Tales son las costumbres conyugales de estos dos descendientes de Eva y Adán, de estas dos obras de tus manos, oh Dios. Esta mujer es indudablemente desgraciada, aunque a pesar de todo, quizá, no le sean del todo desconocidas las alegrías titilantes de la gloria. Hay desgracias más irremediables, y sin compensación alguna. Pero en el mundo al que ha sido arrojada, nunca ha podido creer que una la mujer merezca otro destino.
Ahora, entre nosotros, preciosa, al ver los infiernos de que está poblado el mundo, ¿qué quieres que piense de tu bonito infierno, tú, que solo reposas en telas tan suaves como tu piel, y que sólo comes carne cocinada que un hábil criado trocea para ti?
¿Y qué pueden significar para mí todos esos suspiritos que hinchan tu pecho perfumado, robusta presumida? ¿Y todas estas afectaciones aprendidas en los libros, y esta infatigable melancolía, hecha para inspirar al espectador cualquier sentimiento menos piedad? En verdad, a veces me dan ganas de enseñarte qué es la verdadera desgracia.
Al verte así, mi bella delicada, los pies en el fango y los ojos vueltos vaporosamente al cielo, como para pedirle un rey, se diría que ciertamente eres una ranita que invoca al ideal. Si temes al tronco[2] (eso que yo soy ahora, como bien sabes), detén la cigüeña ¡que te triturará, te tragará y te matará a placer!
Por muy poeta que yo sea, no soy tan cándido como podrías pensar, y si me cansas a menudo con tus preciosos lloriqueos, te trataré como a una mujer salvaje, o te arrojaré por la ventana como una botella vacía[3].



[1] La mujer salvaje es un personaje que se podía ver con frecuencia en los espectáculos de feria. En un artículo de Amédée Pommier, titulado «Charlatanes, juglares y fenómenos vivientes», aparecido en París, ou le Livre des dents et un,  podemos leer: “¡Hay que verlo, señoras y señores! ¡Un fenómeno único, admirable, indudable, incomparable!
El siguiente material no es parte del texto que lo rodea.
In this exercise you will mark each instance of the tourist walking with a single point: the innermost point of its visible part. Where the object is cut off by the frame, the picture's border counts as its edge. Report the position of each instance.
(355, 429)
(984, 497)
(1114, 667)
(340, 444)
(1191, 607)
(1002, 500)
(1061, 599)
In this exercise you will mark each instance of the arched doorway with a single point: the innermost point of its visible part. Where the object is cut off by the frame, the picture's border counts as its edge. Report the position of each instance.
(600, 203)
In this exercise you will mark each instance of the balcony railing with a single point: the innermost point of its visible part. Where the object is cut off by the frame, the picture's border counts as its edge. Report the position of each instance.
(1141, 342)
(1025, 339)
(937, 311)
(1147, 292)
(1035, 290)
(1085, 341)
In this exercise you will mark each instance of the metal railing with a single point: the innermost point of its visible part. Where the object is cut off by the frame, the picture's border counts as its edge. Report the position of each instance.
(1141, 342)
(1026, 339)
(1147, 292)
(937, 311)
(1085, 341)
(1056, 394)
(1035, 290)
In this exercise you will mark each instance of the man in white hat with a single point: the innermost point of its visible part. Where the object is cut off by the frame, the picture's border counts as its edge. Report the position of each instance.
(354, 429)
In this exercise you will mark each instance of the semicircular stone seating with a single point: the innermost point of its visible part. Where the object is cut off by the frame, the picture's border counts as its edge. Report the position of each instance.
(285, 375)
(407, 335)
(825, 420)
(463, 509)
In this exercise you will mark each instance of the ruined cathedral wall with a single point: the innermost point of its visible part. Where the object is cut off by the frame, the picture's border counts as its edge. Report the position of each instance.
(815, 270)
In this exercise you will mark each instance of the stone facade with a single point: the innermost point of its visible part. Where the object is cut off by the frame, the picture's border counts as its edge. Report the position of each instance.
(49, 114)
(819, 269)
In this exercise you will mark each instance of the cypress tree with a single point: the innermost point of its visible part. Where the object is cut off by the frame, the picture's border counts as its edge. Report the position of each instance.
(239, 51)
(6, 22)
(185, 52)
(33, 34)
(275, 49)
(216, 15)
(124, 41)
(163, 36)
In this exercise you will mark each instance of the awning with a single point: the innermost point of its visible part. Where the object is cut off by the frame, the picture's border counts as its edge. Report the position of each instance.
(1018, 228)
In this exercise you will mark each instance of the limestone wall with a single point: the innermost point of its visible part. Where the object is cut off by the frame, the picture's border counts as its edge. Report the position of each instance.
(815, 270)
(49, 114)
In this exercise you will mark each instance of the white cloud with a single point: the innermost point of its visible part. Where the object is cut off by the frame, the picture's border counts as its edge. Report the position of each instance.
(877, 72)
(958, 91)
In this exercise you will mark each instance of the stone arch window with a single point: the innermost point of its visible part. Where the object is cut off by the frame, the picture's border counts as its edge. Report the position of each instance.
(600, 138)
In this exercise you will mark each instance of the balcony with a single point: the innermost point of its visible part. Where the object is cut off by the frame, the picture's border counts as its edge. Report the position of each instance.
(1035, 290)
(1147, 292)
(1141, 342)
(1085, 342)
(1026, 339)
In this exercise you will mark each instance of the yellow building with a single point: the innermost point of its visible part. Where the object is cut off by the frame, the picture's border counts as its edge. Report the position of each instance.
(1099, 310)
Una mujer salvaje que come carne cruda, como usted y yo la comemos cocinada!”. Bajo la firma de C. de Chatouvillle, pseudónimo de Nerval, en diciembre de 1948 leemos en Le Musée des familles la actuación de unos cómicos ambulantes en un pueblo del Orne: “Había allí una mujer salvaje que comía aves crudas, la carne y las plumas, que nos divirtió singularmente”.
 [2] Alusión a una de las fábulas de La Fontaine, Fables, Livre III, Fable n° 4:  «Les grenouilles qui demandent un roi».
[3] Este poema iba a ser escrito primero en verso, pero Baudelaire renunció a la forma versificada por el tono sarcástico de la composición.